INVESTIGACIÓN CIENTÍFICA

Por qué hay personas que no disfrutan de la música: esto es lo que dice la ciencia

Un reciente estudio de la Universidad de Barcelona, publicado en la revista 'Trends in Cognitive Sciences' de Cell Press, aborda el papel de la anhedonia musical específica en las personas

Aurora Molina | EFE

Madrid |

Imagen de recurso. Música. | Freepik

La anhedonia musical específica es una condición por la que a algunas personas no les gusta la música: son insensibles a ella y no sienten placer al escucharla, a pesar de tener una audición normal y la capacidad de disfrutar de otras experiencias o estímulos. Ahora bien, ¿a qué se debe?

La respuesta a esta incógnita podría tenerla una reciente investigación de la Universidad de Barcelona (UB), que apunta a una desconexión entre regiones cerebrales.
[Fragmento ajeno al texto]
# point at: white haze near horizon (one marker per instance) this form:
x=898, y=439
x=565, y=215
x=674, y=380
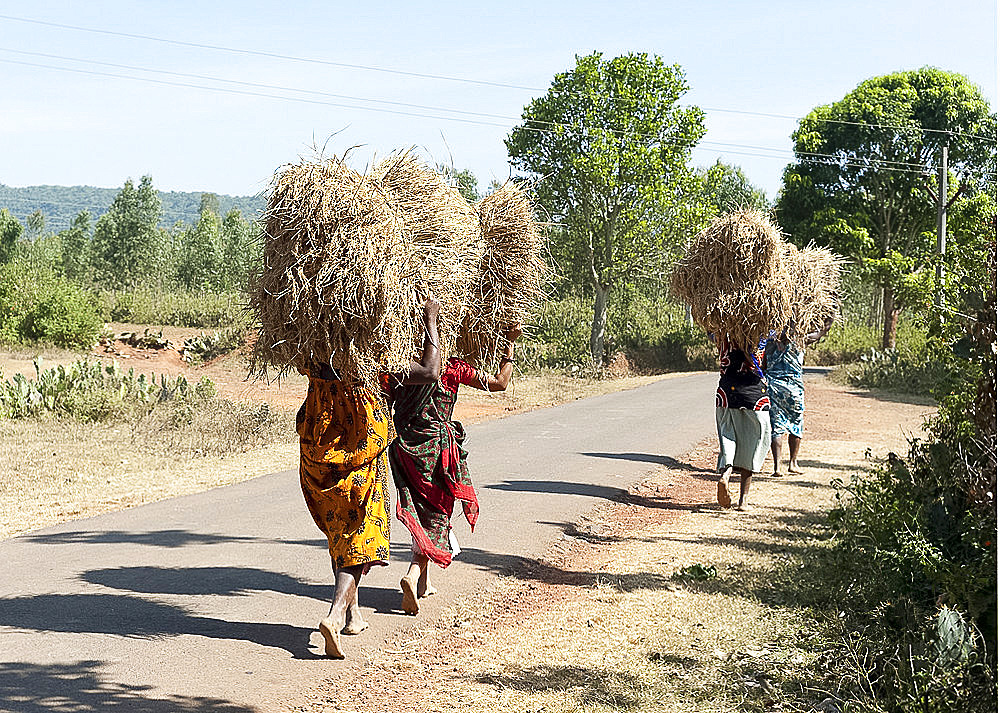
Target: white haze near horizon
x=783, y=58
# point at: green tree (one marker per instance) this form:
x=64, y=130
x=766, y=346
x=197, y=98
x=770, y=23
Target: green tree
x=727, y=188
x=465, y=181
x=864, y=166
x=201, y=253
x=241, y=250
x=75, y=244
x=609, y=144
x=10, y=233
x=126, y=241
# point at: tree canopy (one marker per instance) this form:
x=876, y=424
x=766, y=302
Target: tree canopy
x=609, y=144
x=864, y=165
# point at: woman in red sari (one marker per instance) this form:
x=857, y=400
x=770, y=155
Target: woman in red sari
x=429, y=465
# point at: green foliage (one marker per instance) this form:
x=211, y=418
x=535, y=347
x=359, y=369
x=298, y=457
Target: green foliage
x=205, y=347
x=10, y=233
x=38, y=306
x=75, y=246
x=869, y=201
x=696, y=573
x=205, y=310
x=201, y=253
x=926, y=371
x=609, y=143
x=727, y=188
x=651, y=332
x=90, y=391
x=917, y=536
x=126, y=239
x=60, y=204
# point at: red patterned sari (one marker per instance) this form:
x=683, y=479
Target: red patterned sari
x=429, y=463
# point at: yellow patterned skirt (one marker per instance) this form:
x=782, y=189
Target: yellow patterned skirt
x=344, y=431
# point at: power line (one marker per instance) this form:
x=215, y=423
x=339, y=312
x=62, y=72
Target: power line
x=440, y=113
x=271, y=55
x=439, y=77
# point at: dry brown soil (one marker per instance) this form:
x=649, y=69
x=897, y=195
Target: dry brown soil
x=602, y=623
x=54, y=471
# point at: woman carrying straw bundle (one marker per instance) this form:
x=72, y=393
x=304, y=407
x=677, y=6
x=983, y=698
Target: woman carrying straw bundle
x=741, y=418
x=344, y=433
x=429, y=465
x=783, y=362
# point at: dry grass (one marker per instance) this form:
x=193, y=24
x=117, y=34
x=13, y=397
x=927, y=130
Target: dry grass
x=59, y=470
x=815, y=277
x=346, y=257
x=507, y=286
x=734, y=278
x=603, y=624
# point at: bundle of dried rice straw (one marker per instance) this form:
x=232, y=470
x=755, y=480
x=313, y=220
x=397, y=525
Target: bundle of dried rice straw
x=507, y=286
x=815, y=276
x=734, y=278
x=345, y=258
x=443, y=230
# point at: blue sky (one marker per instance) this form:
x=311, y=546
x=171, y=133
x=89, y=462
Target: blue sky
x=776, y=58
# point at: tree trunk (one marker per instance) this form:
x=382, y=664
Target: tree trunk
x=890, y=318
x=599, y=326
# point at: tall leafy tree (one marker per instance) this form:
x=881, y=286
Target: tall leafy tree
x=75, y=246
x=727, y=188
x=864, y=165
x=126, y=238
x=201, y=253
x=10, y=233
x=241, y=250
x=609, y=143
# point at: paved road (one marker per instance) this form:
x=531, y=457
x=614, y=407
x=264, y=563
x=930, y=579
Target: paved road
x=209, y=602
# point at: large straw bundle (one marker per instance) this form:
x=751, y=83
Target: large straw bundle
x=507, y=286
x=815, y=277
x=334, y=287
x=442, y=229
x=733, y=277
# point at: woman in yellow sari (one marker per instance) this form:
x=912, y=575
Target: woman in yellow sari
x=344, y=431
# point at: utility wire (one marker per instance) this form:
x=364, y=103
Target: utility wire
x=438, y=77
x=440, y=113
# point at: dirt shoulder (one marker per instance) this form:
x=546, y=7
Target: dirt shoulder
x=59, y=470
x=603, y=622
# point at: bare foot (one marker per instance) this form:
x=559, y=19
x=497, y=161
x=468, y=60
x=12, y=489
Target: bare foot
x=329, y=629
x=355, y=623
x=409, y=588
x=724, y=499
x=424, y=587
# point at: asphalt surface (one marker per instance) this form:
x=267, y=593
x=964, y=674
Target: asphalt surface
x=209, y=602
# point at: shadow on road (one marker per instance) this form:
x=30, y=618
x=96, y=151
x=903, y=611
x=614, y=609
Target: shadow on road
x=561, y=487
x=80, y=688
x=134, y=617
x=667, y=461
x=154, y=538
x=227, y=581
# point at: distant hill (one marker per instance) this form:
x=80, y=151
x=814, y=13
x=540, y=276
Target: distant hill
x=60, y=204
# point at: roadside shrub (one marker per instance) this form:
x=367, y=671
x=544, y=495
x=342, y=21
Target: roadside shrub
x=90, y=391
x=652, y=334
x=848, y=342
x=182, y=308
x=38, y=306
x=932, y=369
x=205, y=347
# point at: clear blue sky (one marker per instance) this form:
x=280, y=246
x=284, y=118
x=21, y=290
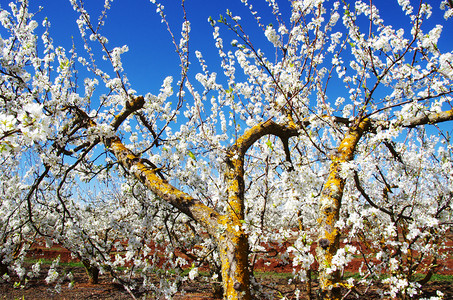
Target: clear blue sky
x=152, y=56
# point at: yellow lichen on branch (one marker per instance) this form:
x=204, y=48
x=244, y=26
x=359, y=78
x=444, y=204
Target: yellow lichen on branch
x=329, y=206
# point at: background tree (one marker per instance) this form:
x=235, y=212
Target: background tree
x=330, y=135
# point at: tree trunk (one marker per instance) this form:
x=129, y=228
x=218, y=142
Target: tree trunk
x=329, y=208
x=92, y=272
x=233, y=250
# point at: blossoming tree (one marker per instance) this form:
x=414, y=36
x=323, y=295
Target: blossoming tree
x=339, y=134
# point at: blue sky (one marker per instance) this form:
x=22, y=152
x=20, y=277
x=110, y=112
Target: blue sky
x=152, y=56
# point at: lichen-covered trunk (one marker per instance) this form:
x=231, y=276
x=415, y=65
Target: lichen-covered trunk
x=233, y=241
x=329, y=212
x=92, y=272
x=233, y=250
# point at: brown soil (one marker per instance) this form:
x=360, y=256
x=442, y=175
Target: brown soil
x=195, y=290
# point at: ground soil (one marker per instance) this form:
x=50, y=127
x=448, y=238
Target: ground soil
x=272, y=273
En concreto entre el circuito de recompensa (sistema neuronal que permite asociar situaciones como comer o la práctica sexual a una sensación de placer) y la red auditiva.
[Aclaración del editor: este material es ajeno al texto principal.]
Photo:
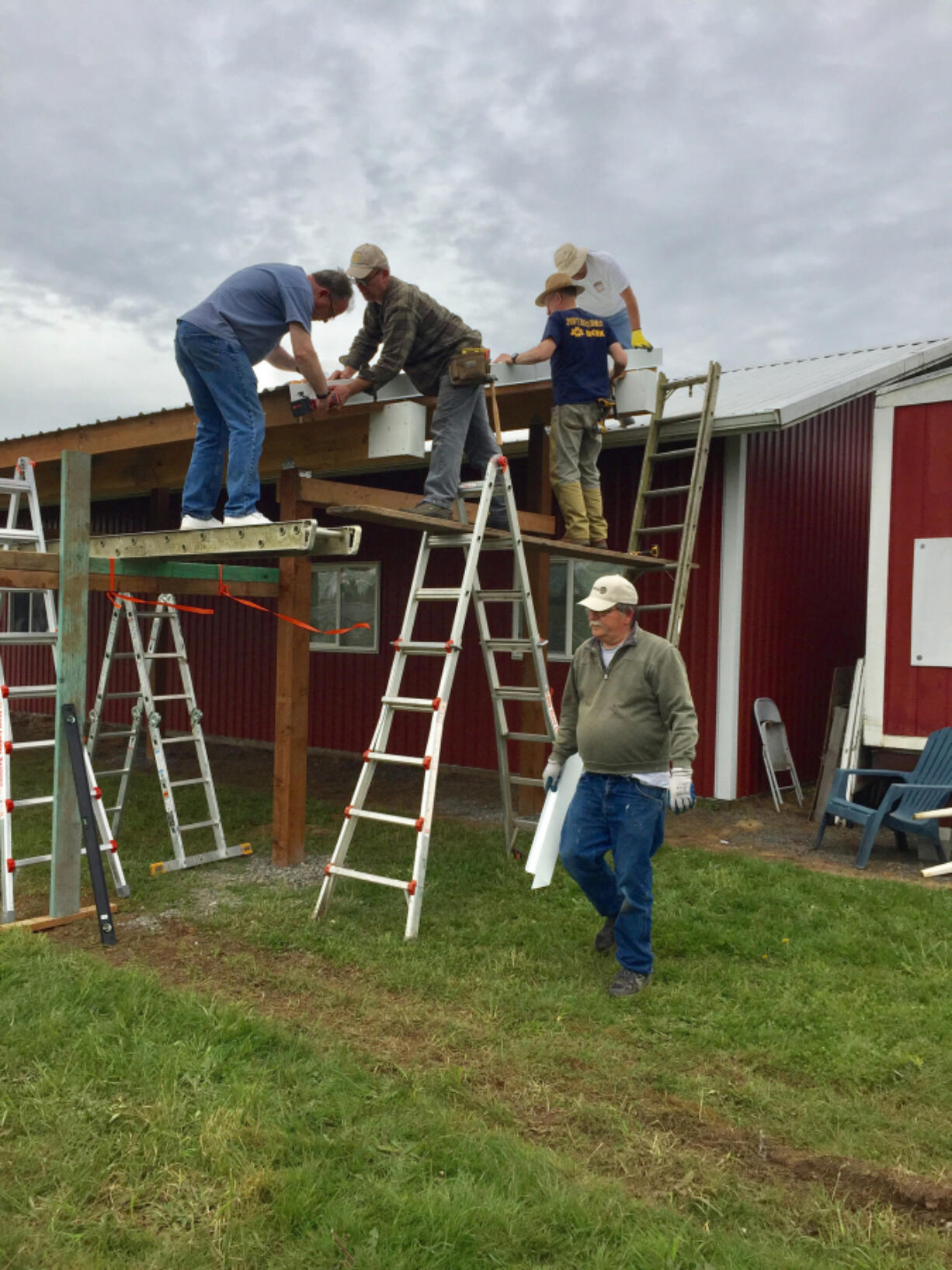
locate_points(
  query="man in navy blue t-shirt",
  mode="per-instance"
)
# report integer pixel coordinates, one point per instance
(216, 344)
(579, 346)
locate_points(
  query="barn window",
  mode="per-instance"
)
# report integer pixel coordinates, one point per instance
(569, 582)
(23, 611)
(343, 594)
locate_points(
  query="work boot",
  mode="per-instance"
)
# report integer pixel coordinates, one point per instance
(626, 983)
(433, 510)
(604, 940)
(573, 507)
(598, 525)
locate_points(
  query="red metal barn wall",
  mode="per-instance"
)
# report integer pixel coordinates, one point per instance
(805, 563)
(918, 699)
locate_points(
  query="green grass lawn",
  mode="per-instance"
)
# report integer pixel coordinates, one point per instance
(239, 1086)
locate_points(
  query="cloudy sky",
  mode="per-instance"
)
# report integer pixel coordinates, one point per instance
(774, 177)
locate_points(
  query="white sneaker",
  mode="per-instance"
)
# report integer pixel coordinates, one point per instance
(196, 522)
(232, 522)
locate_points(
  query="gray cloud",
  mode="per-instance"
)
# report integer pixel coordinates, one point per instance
(774, 178)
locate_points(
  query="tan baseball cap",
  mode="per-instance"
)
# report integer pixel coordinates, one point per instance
(366, 258)
(570, 258)
(610, 591)
(558, 282)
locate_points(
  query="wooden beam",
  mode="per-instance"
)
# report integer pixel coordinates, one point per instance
(72, 648)
(338, 493)
(292, 687)
(48, 921)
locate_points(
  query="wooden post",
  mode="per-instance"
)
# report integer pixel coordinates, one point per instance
(538, 497)
(292, 682)
(72, 649)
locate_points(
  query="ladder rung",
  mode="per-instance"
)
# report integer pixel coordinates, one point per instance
(422, 647)
(28, 636)
(438, 593)
(377, 756)
(19, 536)
(663, 455)
(668, 489)
(385, 817)
(507, 692)
(340, 872)
(427, 704)
(493, 596)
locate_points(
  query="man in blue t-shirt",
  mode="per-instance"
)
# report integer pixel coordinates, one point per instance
(579, 346)
(216, 344)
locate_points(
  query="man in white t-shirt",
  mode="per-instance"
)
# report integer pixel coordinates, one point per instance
(607, 291)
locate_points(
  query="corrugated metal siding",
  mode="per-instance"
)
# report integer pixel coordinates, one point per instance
(918, 699)
(805, 563)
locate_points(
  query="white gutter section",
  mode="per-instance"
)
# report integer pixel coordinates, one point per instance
(730, 616)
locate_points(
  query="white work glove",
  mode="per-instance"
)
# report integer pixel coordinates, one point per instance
(550, 776)
(680, 790)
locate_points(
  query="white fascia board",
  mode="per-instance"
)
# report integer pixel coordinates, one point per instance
(730, 614)
(795, 412)
(936, 388)
(877, 574)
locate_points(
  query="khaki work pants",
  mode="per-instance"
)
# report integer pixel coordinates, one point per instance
(575, 442)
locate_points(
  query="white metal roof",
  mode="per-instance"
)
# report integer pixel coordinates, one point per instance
(786, 393)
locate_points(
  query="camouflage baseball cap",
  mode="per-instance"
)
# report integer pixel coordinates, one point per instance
(366, 259)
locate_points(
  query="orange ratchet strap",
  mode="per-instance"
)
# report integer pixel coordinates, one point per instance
(134, 600)
(282, 618)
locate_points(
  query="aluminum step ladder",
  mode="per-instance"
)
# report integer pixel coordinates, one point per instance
(522, 640)
(163, 616)
(686, 496)
(41, 630)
Así lo ha evidenciado un grupo de investigadores de la UB a través de un artículo recientemente publicado en la revista 'Trends in Cognitive Sciences' de Cell Press. En él, los autores describen los mecanismos cerebrales que subyacen a esta condición y analizan cómo su comprensión podría revelar otras diferencias en la forma en que las personas experimentan el placer.
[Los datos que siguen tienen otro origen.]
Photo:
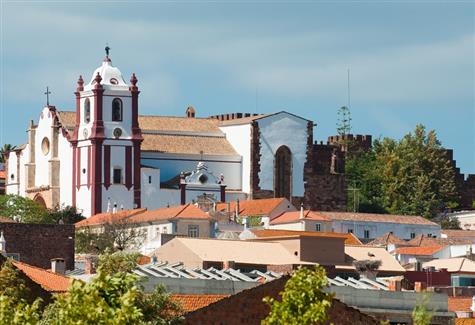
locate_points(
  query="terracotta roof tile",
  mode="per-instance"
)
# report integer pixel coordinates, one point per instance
(460, 303)
(350, 239)
(108, 217)
(191, 302)
(352, 216)
(187, 211)
(262, 207)
(189, 144)
(424, 250)
(293, 216)
(48, 280)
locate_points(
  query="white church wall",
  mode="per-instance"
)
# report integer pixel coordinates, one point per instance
(150, 188)
(65, 154)
(278, 130)
(240, 138)
(172, 165)
(118, 193)
(13, 178)
(43, 132)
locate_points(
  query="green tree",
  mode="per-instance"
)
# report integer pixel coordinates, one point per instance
(412, 176)
(420, 314)
(63, 214)
(22, 209)
(4, 152)
(303, 300)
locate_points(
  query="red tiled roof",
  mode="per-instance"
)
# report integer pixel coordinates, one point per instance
(187, 211)
(460, 303)
(374, 217)
(6, 220)
(48, 280)
(293, 216)
(261, 207)
(108, 217)
(350, 239)
(419, 250)
(191, 303)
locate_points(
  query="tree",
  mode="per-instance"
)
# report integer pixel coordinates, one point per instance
(4, 152)
(64, 215)
(22, 209)
(420, 314)
(412, 176)
(303, 299)
(116, 235)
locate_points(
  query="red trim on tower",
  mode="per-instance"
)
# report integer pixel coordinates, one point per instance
(137, 178)
(128, 167)
(96, 176)
(107, 166)
(73, 198)
(89, 169)
(78, 170)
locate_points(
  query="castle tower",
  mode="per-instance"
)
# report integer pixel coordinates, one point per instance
(106, 141)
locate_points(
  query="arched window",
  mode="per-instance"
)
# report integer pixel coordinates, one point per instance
(87, 111)
(116, 110)
(283, 172)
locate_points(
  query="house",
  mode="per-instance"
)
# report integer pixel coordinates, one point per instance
(350, 239)
(38, 244)
(156, 226)
(278, 253)
(415, 254)
(461, 269)
(305, 220)
(368, 226)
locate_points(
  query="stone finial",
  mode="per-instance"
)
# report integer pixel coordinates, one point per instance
(80, 84)
(98, 79)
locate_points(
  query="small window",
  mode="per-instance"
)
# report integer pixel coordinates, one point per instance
(117, 176)
(193, 231)
(366, 234)
(87, 111)
(117, 110)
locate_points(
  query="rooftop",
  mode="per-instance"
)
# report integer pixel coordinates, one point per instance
(293, 216)
(373, 217)
(50, 281)
(419, 250)
(261, 207)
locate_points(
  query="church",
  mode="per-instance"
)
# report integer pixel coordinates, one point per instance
(105, 155)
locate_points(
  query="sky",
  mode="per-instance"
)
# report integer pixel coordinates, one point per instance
(410, 62)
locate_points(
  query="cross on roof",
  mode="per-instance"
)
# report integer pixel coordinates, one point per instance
(47, 93)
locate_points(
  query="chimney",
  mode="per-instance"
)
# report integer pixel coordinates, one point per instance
(58, 265)
(89, 266)
(302, 213)
(3, 244)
Además, proponen un modelo cerebral -no solo para la música- que sugiere que las experiencias de recompensa dependen tanto del funcionamiento general del sistema de recompensa como de las interacciones específicas de este con la red perceptual. Así, apuntan que es posible, por ejemplo, que las personas con anhedonia alimentaria específica tengan algún déficit en la conectividad entre las regiones del cerebro involucradas en el procesamiento de los alimentos y el circuito de recompensa. Igual pasaría con la anhedonia musical específica.

Pruebas a 45 personas y un cuestionario de recompensa musical

Según apunta la agencia EFE, los investigadores realizaron una serie de pruebas a 45 personas, divididas en tres grupos: con respuesta emocional alta, media y baja a la música. Los investigadores desarrollaron una herramienta, un cuestionario de recompensa musical de Barcelona, que mide lo gratificante que resulta la música para un individuo.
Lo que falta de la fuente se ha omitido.